LAUNCESTON, Australia- China’s lowering of its economic growth target for 2022 to 5.5 percent seems at first glance to be bearish for iron ore prices, but there are others factors at play likely to keep upward pressure on the steel raw material.
There is little doubt that China, the world’s second-biggest economy and biggest importer of commodities, is facing headwinds, both domestic and global.
It’s not surprising that Premier Li Keqiang lowered the growth target from 2021’s 6 percent (although the economy actually expanded 8.1 percent) in his report to the annual session of parliament.
China’s priority for 2022 is “economic stability,” Li said, and it’s those words that are likely quite bullish for iron ore.
Already China is cutting interest rates, local governments are starting to boost infrastructure spending, and tax cuts are expected – all positive demand drivers for steel.
China’s iron ore imports have had a steady start to the year, with Refinitiv estimating arrivals at 83.69 million tons in February and 86.14 million in January, roughly in line with the 88.4 million from December and the 89.29 million from November.
Iron ore imports have held up in the first two months of 2022 despite restrictions on steel output as the authorities in Beijing sought to limit pollution over winter and during the Winter Olympic Games in the city.

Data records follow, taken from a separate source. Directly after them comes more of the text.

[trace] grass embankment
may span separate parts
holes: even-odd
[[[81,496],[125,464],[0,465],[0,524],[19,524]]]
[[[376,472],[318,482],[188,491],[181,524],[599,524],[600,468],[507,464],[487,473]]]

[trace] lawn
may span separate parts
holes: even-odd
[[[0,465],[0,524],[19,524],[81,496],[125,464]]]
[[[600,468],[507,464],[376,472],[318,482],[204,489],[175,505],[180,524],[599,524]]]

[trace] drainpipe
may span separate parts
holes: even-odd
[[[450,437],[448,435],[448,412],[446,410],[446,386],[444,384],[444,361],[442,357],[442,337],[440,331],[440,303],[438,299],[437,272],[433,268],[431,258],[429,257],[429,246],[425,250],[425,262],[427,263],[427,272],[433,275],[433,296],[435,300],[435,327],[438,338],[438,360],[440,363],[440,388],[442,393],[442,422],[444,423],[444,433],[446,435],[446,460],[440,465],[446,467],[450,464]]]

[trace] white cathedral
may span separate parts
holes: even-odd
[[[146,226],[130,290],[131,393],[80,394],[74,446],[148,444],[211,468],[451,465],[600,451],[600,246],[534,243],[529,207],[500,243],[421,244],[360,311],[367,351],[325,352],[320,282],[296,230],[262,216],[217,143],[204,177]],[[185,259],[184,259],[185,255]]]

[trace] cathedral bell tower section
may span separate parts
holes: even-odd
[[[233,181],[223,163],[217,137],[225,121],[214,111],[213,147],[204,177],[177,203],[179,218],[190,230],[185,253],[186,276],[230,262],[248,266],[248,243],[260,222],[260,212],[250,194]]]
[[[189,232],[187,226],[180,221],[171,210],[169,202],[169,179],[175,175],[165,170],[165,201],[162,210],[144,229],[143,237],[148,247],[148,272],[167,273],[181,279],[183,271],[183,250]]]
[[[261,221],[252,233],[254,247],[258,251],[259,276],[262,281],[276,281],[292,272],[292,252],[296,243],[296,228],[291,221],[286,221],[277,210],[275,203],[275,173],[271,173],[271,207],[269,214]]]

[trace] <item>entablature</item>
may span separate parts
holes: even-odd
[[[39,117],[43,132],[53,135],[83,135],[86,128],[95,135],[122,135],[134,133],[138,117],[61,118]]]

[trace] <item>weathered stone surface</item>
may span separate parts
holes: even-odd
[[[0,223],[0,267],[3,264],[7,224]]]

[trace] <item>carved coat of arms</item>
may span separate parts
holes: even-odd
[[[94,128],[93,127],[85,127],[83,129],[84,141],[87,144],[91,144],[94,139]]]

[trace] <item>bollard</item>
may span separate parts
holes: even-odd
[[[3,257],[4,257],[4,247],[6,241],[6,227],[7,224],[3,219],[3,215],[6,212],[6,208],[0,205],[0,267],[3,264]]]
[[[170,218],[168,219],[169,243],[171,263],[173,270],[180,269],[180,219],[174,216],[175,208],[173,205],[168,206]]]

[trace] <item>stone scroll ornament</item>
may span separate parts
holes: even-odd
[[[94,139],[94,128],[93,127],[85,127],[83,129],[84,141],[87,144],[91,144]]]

Now that these restrictions are ending and stimulus measures are starting to flow into China’s economy, it’s likely that steel demand will rise, thus lifting iron ore imports in coming months.
Overall, the domestic backdrop looks constructive for iron ore despite the lower economic growth target, given that the likely composition of China’s growth will be steel-intensive.
External factors may also be aligning for stronger steel production in China, given the ongoing, and worsening, crisis created by Russia’s invasion of Ukraine.